AC/.../CONGRESSO ECCLESIALE ROMA VIS 20080610 (630)
"La speranza cristiana" - ha detto il Pontefice - "riguarda certo in modo personale ciascuno di noi, la salvezza eterna del nostro io e la sua vita in questo mondo, ma è anche speranza comunitaria, speranza per la Chiesa e per l'intera famiglia umana, è cioè 'sempre essenzialmente anche speranza per gli altri; solo così essa è veramente speranza anche per me'".

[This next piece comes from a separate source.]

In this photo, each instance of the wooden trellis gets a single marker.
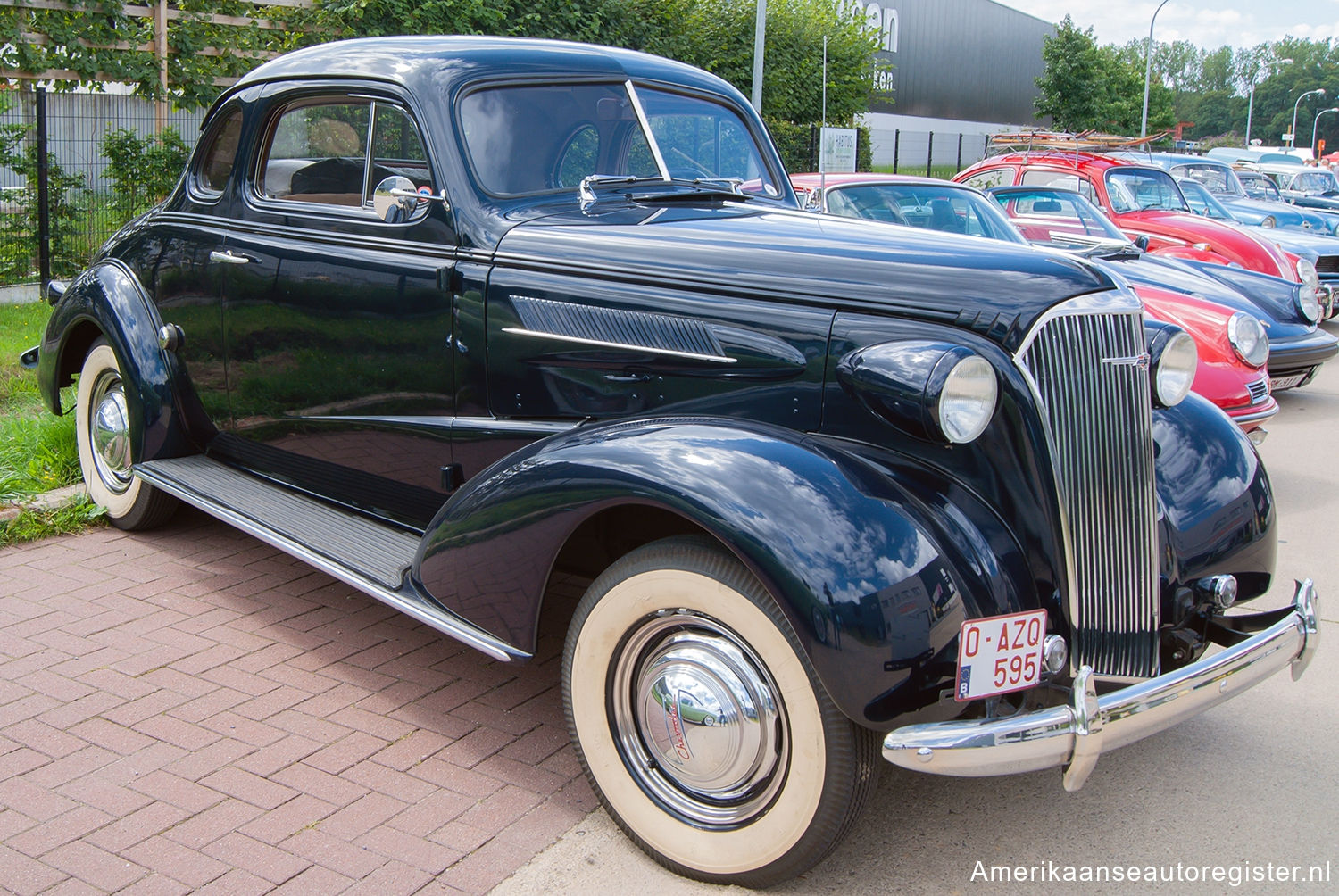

"Nella società e nella cultura di oggi, e quindi anche in questa nostra amata città di Roma, non è facile vivere nel segno della speranza cristiana. (...) E' diffusa cioè la sensazione che, per l'Italia come per l'Europa, gli anni migliori siano ormai alle spalle e che un destino di precarietà e di incertezza attenda le nuove generazioni".
"Dall'altra parte, le aspettative di grandi novità e miglioramenti si concentrano sulle scienze e le tecnologie, quindi sulle forze e le scoperte dell'uomo, come se solo da esse potesse venire la soluzione dei problemi. (...) Non sono le scienze e le tecnologie a poter dare un senso alla nostra vita e a poterci insegnare a distinguere il bene dal male. Perciò, come ho scritto nella 'Spe salvi', non è la scienza ma l'amore a redimere l'uomo e questo vale anche nell'ambito terreno e intramondano (n. 26)".

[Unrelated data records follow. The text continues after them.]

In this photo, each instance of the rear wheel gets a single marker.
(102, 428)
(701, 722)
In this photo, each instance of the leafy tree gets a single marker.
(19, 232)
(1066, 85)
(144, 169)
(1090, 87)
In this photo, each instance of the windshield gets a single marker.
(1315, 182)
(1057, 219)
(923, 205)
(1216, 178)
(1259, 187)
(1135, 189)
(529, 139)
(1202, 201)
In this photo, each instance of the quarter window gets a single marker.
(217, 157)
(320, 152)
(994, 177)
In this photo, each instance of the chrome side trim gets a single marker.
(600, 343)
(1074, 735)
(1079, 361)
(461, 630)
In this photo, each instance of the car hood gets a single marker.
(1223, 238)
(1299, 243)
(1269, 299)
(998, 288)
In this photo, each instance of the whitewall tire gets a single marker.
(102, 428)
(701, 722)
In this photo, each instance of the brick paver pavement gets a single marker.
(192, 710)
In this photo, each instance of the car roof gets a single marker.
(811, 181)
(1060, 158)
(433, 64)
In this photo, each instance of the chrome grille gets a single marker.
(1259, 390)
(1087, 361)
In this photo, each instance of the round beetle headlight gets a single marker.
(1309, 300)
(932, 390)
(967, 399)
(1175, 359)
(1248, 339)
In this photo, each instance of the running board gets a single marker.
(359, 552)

"La nostra civiltà e la nostra cultura" - ha proseguito il Pontefice - "che pure hanno incontrato Cristo ormai da duemila anni e specialmente qui a Roma sarebbero irriconoscibili senza la sua presenza, tendono tuttavia troppo spesso a mettere Dio tra parentesi, ad organizzare senza di Lui la vita personale e sociale, ed anche a ritenere che di Dio non si possa conoscere nulla, o perfino a negare la sua esistenza. Ma quando Dio è lasciato da parte (...), tutte le nostre grandi e piccole speranze poggiano sul vuoto".
"Per 'educare alla speranza', come ci proponiamo in questo Convegno e nel prossimo anno pastorale" - ha ribadito il Papa - "è dunque anzitutto necessario aprire a Dio il nostro cuore, la nostra intelligenza e tutta la nostra vita, per essere così, in mezzo ai nostri fratelli, suoi credibili testimoni".
"Cari fratelli e sorelle, proprio la consapevolezza acuta e diffusa dei mali e dei problemi che Roma porta dentro di sé sta risvegliando la volontà di un tale sforzo comune: è nostro compito darvi il nostro specifico contributo, a cominciare da quello snodo decisivo che è l'educazione e la formazione della persona, ma affrontando con spirito costruttivo anche i molti altri problemi concreti che rendono spesso faticosa la vita di chi abita in questa città".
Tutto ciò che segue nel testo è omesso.